These explications have firmly established that the pure or fundamental forms of knowledge are two: the intuition and the concept—Art, and Science or Philosophy. With these are to be included History, which is, as it were, the product of intuition placed in contact with the concept, that is, of art receiving in itself philosophic distinctions, while remaining concrete and individual. All other forms (natural sciences and mathematics) are impure, being mingled with extraneous elements of practical origin.

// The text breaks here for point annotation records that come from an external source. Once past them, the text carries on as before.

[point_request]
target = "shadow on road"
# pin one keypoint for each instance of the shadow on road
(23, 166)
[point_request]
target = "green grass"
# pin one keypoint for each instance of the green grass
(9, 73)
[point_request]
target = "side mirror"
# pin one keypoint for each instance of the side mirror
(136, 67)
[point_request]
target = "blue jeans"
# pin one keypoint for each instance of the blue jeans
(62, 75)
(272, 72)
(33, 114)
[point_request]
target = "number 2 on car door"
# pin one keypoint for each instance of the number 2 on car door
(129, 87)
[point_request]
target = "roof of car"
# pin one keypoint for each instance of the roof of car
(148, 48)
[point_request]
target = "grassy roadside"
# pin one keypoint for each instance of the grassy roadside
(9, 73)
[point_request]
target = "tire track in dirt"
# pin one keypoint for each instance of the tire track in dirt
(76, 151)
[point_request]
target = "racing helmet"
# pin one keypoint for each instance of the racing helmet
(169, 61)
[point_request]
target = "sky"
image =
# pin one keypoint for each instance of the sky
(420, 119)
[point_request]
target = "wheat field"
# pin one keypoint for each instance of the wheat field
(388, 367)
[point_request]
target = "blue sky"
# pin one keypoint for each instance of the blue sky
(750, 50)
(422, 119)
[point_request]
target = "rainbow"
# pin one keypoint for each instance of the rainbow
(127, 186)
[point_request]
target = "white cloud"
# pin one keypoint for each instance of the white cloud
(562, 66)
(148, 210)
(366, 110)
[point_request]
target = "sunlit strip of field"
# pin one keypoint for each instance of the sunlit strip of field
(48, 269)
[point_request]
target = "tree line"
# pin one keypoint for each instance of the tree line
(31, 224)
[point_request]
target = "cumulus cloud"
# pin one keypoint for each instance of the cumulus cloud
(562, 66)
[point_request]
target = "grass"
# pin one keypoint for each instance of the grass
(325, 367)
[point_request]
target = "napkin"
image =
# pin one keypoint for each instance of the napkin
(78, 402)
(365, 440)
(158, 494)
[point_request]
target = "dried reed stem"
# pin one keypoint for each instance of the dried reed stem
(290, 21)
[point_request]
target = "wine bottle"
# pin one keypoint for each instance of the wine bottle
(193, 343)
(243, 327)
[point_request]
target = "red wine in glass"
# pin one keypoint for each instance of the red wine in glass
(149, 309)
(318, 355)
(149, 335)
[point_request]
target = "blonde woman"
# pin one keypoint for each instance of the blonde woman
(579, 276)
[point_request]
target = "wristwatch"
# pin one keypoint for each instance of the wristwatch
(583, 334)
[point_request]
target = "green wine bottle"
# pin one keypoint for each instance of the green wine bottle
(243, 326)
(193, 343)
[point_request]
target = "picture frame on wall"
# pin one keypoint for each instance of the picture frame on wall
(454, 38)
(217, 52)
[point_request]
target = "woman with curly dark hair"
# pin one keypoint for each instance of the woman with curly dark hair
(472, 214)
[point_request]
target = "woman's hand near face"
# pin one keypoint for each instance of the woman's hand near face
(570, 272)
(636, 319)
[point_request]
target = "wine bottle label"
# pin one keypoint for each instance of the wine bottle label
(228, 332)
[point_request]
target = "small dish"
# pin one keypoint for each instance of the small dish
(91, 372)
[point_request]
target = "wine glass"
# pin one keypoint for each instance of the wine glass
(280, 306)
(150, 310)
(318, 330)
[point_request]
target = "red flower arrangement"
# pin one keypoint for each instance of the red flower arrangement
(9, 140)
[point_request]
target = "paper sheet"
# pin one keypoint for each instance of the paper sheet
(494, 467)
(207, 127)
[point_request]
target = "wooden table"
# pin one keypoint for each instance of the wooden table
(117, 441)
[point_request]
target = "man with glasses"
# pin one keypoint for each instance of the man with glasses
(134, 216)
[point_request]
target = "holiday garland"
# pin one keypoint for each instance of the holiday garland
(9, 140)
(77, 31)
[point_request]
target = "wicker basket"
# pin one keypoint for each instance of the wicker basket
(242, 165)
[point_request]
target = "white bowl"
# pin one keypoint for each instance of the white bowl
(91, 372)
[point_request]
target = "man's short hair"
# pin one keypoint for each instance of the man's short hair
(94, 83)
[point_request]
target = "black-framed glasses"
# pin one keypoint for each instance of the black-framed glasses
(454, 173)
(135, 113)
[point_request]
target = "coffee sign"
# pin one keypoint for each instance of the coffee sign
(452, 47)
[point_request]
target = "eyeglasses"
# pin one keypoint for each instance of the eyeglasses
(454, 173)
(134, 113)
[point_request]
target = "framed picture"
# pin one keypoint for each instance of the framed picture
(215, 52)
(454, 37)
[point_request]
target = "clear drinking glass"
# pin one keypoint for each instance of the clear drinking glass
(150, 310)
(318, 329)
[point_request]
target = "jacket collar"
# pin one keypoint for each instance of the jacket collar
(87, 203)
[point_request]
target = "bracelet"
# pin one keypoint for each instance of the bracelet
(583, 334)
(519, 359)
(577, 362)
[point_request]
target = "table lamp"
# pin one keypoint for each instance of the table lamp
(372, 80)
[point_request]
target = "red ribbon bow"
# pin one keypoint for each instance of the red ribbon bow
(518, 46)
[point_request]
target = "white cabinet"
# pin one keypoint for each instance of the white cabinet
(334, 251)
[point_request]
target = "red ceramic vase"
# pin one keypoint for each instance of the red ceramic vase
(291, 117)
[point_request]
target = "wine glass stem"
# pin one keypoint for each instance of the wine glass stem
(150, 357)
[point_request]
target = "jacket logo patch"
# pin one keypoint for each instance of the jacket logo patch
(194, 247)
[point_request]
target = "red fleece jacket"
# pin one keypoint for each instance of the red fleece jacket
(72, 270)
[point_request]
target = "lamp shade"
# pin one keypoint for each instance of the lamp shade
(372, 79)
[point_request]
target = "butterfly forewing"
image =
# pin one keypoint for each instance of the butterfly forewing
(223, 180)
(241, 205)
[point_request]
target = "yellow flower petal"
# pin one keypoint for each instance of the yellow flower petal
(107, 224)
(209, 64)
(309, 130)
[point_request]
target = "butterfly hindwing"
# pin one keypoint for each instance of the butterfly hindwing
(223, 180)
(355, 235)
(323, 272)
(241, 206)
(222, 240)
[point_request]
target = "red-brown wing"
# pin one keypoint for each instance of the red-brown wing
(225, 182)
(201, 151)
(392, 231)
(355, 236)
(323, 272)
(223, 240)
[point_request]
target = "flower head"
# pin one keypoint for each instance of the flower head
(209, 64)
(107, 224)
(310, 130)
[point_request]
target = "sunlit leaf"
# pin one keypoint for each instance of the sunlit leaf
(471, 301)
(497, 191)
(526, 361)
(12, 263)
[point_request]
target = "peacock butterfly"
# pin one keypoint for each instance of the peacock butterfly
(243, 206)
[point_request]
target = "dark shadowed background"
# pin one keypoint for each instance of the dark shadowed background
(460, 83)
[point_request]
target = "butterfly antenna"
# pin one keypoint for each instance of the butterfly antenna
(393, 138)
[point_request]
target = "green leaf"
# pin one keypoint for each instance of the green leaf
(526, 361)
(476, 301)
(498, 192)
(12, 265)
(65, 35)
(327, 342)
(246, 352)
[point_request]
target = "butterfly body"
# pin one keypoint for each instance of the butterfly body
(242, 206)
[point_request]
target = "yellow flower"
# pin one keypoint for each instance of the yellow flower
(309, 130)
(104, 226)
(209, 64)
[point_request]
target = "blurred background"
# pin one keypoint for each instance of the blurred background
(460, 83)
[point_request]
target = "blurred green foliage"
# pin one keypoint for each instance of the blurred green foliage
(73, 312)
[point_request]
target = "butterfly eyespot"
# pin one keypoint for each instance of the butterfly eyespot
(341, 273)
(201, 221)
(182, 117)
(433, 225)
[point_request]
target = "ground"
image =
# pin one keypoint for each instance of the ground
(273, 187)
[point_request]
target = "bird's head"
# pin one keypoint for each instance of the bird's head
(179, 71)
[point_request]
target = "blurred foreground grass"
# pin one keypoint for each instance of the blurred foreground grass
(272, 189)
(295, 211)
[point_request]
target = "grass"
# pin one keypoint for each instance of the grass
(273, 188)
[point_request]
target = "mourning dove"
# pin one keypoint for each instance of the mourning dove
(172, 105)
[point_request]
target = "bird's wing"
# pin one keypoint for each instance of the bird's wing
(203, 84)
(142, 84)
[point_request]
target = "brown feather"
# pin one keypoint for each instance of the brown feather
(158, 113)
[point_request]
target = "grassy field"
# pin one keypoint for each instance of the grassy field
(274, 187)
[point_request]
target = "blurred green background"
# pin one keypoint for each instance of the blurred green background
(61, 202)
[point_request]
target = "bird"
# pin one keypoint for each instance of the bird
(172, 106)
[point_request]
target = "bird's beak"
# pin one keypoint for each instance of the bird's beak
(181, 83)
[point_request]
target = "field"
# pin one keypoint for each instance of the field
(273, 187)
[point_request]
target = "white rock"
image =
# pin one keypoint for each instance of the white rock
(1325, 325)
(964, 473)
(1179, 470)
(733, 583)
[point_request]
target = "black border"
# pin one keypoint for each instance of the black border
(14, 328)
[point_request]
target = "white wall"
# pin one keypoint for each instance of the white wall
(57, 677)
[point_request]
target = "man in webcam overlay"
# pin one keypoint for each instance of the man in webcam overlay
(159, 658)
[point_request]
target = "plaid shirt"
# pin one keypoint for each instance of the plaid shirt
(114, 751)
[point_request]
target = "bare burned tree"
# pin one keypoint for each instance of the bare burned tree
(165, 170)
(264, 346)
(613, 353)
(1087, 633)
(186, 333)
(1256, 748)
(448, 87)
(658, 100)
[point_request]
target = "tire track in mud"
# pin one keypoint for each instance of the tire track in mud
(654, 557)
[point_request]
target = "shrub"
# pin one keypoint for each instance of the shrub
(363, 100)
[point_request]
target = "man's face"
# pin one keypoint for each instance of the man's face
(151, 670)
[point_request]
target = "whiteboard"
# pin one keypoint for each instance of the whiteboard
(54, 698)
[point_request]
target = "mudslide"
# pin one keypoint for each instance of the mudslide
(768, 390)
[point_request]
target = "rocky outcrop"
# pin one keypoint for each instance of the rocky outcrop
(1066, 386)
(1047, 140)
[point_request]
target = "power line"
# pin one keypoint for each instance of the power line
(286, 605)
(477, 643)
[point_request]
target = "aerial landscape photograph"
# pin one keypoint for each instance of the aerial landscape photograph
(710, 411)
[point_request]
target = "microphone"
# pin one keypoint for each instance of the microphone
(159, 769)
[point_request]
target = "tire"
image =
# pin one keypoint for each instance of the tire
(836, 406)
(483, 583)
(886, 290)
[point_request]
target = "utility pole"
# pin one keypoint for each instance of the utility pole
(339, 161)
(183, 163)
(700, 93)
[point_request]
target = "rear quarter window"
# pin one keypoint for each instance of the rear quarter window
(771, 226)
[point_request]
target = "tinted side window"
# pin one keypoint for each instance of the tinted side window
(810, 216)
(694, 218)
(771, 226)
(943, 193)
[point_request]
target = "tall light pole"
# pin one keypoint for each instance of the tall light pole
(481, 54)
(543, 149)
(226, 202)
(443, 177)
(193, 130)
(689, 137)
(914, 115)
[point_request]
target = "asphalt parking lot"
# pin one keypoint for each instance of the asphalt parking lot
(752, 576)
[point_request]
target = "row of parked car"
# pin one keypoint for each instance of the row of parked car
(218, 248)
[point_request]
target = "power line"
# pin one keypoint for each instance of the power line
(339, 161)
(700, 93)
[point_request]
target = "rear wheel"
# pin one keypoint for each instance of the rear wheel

Intuition gives us the world, the phenomenon; the concept gives us the noumenon, the Spirit.


[IV]

HISTORICISM AND INTELLECTUALISM IN ÆSTHETIC

These relations between intuitive or æsthetic knowledge and the other fundamental or derivative forms of knowledge having been definitely established, we are now in a position to reveal the errors of a series of theories which have been, or are, presented as theories of Æsthetic.

Criticism of probability and of naturalism.

From the confusion between the demands of art in general and the particular demands of history has resulted the theory (which has lost ground to-day, but was once dominant) of the probable as the object of art. As is generally the case with erroneous propositions, the meaning of those who employed and employ the concept of probability has no doubt often been much more reasonable than their definition of the word. By probability used really to be meant the artistic coherence of the representation, that is to say, its completeness and effectiveness, its actual presence. If "probable" be translated "coherent," a very just meaning will often be found in the discussions, examples, and judgements of the critics who employ this word. An improbable personage, an improbable ending to a comedy, are really badly-drawn personages, badly-arranged endings, happenings without artistic motive. It has been said with reason that even fairies and sprites must have probability, that is to say, be really sprites and fairies, coherent artistic intuitions. Sometimes the word "possible" has been used instead of "probable." As we have already remarked in passing, this word possible is synonymous with the imaginable or intuitible. Everything truly, that is to say coherently, imagined, is possible. But also, by a good many critics and theorists, the probable was taken to mean the historically credible, or that historical truth which is not demonstrable but conjecturable, not true but probable. This was the character which these theorists sought to impose upon art. Who does not remember how great a part was played in literary history by criticism based on probability, for example, censure of Jerusalem Delivered, based upon the history of the Crusades, or of the Homeric poems, upon the probable customs of emperors and kings? Sometimes too the æsthetic reproduction of historical reality has been imposed upon art. This is another of the erroneous forms taken by the theory of the imitation of nature. Verism and naturalism also have afforded the spectacle of a confusion of the æsthetic fact with the processes of the natural sciences, by aiming at some sort of experimental drama or romance.

Criticism of ideas in art, of theses in art and of the typical.

Confusions between the methods of art and those of the philosophic sciences have been far more frequent. Thus it has often been held to be the task of art to expound concepts, to unite an intelligible with a sensible, to represent ideas or universals; putting art in the place of science, that is, confusing the artistic function in general with the particular case in which it becomes æsthetico-logical.